In the statement, he apologized for the negative impression created by his previous social media posts, including the phrase "The rest of my life is you; it does not matter if you arrive late", and apologized to his late wife's family. He explained that the statement was intended to express gratitude to his current wife for accepting him during difficult times, rather than to disrespect his late wife. He further stated that he had cooperated in distributing insurance payouts and bank savings after the tragedy, but had continued to face repeated demands for money and emotional blackmail from his former mother-in-law.

Chen Yanyu concluded by asking the public to stop excessive speculation and malicious rumors, emphasizing that both he and his father were victims of the tragedy and expressing his hope to rebuild his life, while reserving the right to pursue legal action against defamatory statements.
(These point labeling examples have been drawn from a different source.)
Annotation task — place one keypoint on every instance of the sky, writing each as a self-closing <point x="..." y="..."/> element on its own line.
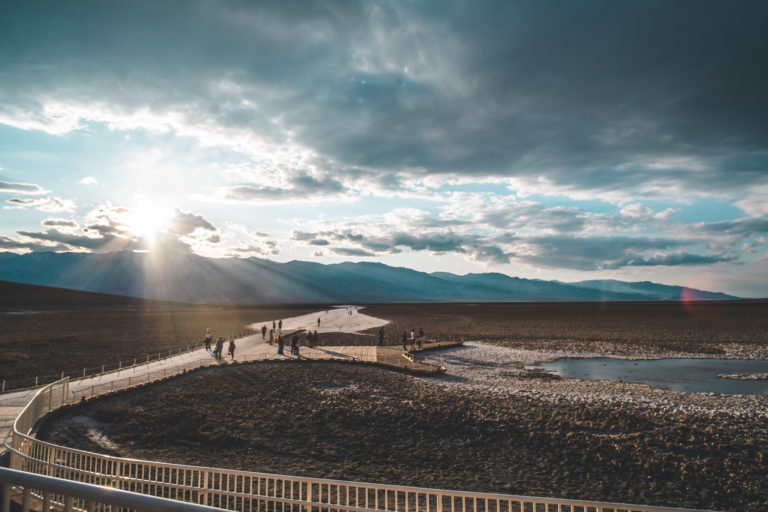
<point x="549" y="140"/>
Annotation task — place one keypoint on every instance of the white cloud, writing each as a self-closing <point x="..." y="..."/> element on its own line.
<point x="22" y="188"/>
<point x="43" y="204"/>
<point x="87" y="180"/>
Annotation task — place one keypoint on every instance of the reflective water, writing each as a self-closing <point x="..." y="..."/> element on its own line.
<point x="689" y="375"/>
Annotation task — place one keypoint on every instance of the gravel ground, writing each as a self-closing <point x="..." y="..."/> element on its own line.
<point x="490" y="424"/>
However, Lin Yunfei's mother disputed these claims. In a Threads post on 28 January, she alleged that the Chen family had promised at the funeral hall to transfer all insurance proceeds to her family, but later reneged on the agreement, paying only NT$1.27 million while taking NT$2.48 million in insurance payments and NT$140,000 in savings. She further alleged that Chen Yanyu's mother had borrowed NT$400,000 from Lin Yunfei for stock investments and never repaid the debt, and that donations and condolence money received in her daughter's name had never been given to the maternal family. She criticized the Chen father and son as "heartless" and stated that she intended to file defamation charges against Chen Yanyu over his public statements.